Today I celebrated with self-care:
6am Book Club for One – my favorite way to start the day
Kickboxing class – grueling and gratifying
Venom allergy shots – I like to tell my kids I’ll have superpowers at the end of this protocol
Annual eye doctor appointment – done
Date night with my husband – yay
I took good care of myself today, plain and simple. I did not reward myself with food (which is a huge win for me) yet I do not feel deprived. I feel full in my stomach and my heart.
At 11 months alcohol-free, with one month remaining in my year-long contract with myself, I also feel acutely aware. I am aware that I am accomplishing something important. I am aware that this year will be over before I know it. I am aware that I want to feel energized, strong, and svelte when day 365 dawns.
There is a bridge near me called the Tappan Zee, which spans the Hudson River at one of its widest points to connect Rockland and Westchester counties. The Tappan Zee Bridge used to be a nightmare, constantly congested with traffic. Over the past few years, a new bridge has been built beside the old one. The new bridge is clean and wide, with so many lanes that it’s now a pleasure to cross. It’s functioning better than the old one ever did.
The last time I crossed the new bridge, I noticed that some of the old Tappan Zee is still there, sitting on barges in the middle of the Hudson, awaiting deconstruction or demolition. While the breathtaking new bridge has been up and running for months now, the old bridge, it turns out, is still being dismantled.
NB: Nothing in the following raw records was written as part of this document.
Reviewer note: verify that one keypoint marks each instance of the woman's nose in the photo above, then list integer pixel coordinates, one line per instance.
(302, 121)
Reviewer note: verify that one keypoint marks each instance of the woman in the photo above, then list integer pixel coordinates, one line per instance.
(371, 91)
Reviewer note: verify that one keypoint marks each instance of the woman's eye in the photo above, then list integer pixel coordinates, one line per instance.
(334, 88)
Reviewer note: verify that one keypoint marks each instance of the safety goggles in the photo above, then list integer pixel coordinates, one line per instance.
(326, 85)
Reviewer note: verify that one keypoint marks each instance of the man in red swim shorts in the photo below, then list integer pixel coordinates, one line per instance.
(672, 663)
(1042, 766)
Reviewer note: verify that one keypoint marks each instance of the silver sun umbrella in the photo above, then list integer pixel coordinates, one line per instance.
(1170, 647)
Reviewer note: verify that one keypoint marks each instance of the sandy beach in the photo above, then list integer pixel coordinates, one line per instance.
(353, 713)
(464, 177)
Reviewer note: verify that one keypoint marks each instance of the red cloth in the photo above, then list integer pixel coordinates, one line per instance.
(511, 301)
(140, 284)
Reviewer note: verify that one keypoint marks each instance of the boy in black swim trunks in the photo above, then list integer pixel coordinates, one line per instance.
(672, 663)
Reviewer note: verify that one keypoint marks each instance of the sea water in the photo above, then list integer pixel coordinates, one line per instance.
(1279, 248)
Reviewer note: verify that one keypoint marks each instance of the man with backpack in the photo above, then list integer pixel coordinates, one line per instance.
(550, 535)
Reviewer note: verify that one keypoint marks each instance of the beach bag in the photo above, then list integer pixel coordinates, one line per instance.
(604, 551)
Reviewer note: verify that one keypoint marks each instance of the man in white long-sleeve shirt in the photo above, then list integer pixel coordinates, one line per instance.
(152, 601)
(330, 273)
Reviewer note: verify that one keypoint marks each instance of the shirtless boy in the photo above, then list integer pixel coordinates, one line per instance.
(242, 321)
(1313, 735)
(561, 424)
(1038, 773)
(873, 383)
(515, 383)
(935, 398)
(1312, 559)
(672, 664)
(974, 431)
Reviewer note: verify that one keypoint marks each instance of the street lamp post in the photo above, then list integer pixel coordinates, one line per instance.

That’s pretty much how I feel at 11 months alcohol-free. I have spent this year building my alcohol-free self. Here I stand: strong, sturdy, clean, open. But at the same time, my old subconscious pathways – the well-worn connections in my brain between alcohol and reward/comfort/courage/stress relief – are still there. While I have begun the long and intricate process of systematic dismantling, parts of the pathways remain. Work continues. But it’s peaceful work. No dynamite – just quiet, critical work.
There will still be occasional traffic and fender benders on the new Tappan Zee Bridge. A sound structure alone cannot guarantee stress-free travel. But the journey is going to be a heck of a lot smoother from now on.